If you are able to negotiate competitive fabrication and energy supply deals, you can mass produce your way into providing "good enough" performance.
Finally, the persona who cares about hardware performance in training isn't in the market for cloud offered services.
As I understood it the main bottleneck is interconnects, anyhow. It's more difficult to keep the ALUs fed than it is to make them fast enough, especially once your model can't fit in one die/PCB. And that's in principle a much trickier part of the design, so I don't really know how that shakes out (is there a good enough design that you can just buy as a block?)
And current LLM architectures affinitize differently to HW than DNNs even just a decade ago. If you have the money and technical expertise (both of which I assume MS has access to) then a late start might actually be beneficial.
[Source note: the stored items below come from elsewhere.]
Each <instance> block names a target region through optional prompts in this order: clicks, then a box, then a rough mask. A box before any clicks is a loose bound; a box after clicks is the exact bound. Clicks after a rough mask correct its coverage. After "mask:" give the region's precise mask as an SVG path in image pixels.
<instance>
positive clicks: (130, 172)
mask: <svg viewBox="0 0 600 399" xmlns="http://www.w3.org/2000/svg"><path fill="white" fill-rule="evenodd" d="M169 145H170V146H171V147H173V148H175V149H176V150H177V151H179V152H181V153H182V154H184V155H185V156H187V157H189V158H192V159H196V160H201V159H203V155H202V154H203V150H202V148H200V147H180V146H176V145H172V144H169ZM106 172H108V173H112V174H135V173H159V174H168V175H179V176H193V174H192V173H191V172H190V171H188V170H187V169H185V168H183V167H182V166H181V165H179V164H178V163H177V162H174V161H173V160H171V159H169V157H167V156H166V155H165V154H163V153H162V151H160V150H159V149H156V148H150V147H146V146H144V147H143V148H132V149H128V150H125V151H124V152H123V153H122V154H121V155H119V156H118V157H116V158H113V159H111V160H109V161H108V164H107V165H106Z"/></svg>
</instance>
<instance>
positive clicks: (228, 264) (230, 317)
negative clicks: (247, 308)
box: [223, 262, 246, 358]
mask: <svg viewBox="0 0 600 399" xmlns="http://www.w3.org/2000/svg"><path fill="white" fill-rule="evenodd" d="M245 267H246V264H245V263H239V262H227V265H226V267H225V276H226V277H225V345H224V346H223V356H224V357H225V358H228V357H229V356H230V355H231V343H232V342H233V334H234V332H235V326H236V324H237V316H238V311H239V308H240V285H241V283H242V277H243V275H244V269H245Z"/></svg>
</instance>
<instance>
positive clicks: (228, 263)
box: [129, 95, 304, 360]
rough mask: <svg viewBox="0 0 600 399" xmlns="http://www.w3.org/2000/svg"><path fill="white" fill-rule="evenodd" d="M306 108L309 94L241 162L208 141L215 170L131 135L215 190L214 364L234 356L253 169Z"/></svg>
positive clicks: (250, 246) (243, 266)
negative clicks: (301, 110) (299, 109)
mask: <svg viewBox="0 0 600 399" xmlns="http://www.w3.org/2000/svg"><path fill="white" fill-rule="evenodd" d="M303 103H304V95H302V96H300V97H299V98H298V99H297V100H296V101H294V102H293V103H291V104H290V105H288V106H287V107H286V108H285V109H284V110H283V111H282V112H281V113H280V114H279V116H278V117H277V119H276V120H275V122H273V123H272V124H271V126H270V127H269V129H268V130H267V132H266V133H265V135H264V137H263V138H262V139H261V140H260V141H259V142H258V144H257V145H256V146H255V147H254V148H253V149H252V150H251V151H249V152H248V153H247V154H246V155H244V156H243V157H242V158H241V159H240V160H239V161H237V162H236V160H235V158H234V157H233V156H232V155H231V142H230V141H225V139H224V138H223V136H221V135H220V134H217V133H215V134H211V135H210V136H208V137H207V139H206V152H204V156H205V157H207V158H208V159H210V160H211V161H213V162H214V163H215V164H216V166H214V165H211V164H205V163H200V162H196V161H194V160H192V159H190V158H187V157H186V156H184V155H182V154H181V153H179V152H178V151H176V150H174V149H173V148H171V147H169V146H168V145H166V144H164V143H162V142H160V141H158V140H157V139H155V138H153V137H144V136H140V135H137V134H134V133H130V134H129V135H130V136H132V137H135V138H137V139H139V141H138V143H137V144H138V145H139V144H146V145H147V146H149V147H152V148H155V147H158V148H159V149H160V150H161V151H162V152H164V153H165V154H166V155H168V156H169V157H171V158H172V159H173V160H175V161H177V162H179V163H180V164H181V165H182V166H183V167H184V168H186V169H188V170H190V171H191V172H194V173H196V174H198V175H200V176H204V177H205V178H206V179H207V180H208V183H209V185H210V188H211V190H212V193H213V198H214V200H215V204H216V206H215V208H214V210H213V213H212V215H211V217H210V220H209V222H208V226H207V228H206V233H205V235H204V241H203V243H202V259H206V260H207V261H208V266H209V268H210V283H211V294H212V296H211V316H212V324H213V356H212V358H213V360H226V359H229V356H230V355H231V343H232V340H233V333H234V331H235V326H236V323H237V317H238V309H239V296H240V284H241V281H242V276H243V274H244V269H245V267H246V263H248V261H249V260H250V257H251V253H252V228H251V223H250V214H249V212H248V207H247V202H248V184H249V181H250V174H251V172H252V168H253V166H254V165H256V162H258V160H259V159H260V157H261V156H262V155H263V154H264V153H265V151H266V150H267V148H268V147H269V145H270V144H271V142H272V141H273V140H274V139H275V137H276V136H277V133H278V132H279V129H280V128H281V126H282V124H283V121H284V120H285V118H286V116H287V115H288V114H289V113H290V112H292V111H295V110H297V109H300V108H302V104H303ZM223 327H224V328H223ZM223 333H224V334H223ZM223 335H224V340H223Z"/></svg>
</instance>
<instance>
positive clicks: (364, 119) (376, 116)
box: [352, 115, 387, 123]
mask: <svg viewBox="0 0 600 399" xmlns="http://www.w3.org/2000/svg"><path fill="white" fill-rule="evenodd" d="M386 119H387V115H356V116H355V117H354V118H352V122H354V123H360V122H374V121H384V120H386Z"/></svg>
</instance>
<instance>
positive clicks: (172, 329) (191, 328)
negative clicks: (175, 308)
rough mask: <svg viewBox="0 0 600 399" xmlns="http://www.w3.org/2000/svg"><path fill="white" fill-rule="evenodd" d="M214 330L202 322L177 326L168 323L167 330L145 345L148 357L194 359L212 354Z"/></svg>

Most of the big players started working on hardware for this stuff in 2018/2019. I worked at MSFT silicon org during this time. Meta was also hiring my coworkers for similar projects. I left a few years ago and don’t know current state but they already have some generations under their belt
When Microsoft talks about “making their own CPUs,” they just mean putting together a large number of off-the-shelf Arm Neoverse cores into their own SoC, not designing a fully custom CPU. This is the same thing that Google and Amazon are doing as well.
Guess MSFT needs somewhere else AI adjacent to funnel money into to produce the illusion of growth and future cash flow in this bubblified environment.
> produce the illusion of growth and future cash flow in this bubblified environment.
I was ranting about this to my friends; Wallstreet is now banking on Tech firms to produce the illusion of growth and returns, rather than repackaging and selling subprime mortgages.
The tech sector seems to have a never ending supply of things to spur investment and growth: cloud computing, saas, mobile, social media, IoT, crypto, Metaverse, and now AI.
Some useful, some not so much.
Tech firms have a lot of pressure to produce growth, it's filled with very smart people, and wields influence on public policy. The flip side is the mortage crisis, at least before it collapsed, got more Americans into home ownership (even if they weren't ready for it). I'm not sure the tech sectors meteoric rise has been as helpful (sentiment of locals in US tech hubs suggests a overall feeling of dissatisfaction with tech)
So similar to Apple Silicon. If this means they'll be on par with Apple Silicon I'm okay with this, I'm surprised they didn't do this sooner for their Surface devices.
Oh right, for their data centers. I could see this being useful there too, brings costs down lower.
Yes, in the sense that this is at least partially inspired by Apple's vertical integration playbook, which has now been extended to their own data centers based on custom Apple Silicon¹ and a built-for-purpose, hardened edition of Darwin².
Vertical integration only works if your internal teams can stay in the race at each level well enough to keep the stack competitive as a whole. Microsoft can’t attract the same level of talent as Apple because their pay is close to the industry median
Yeah, its interesting, years ago I never thought Apple nor Microsoft would do this, but also Google has done this on their cloud as well, so it makes sense.
I think they do all deep learning for Gemini on ther own silicon.
But they also invented AI as we know it when they introduced transformer architecture and they’ve been more invested in machine learning than most companies for a very long time.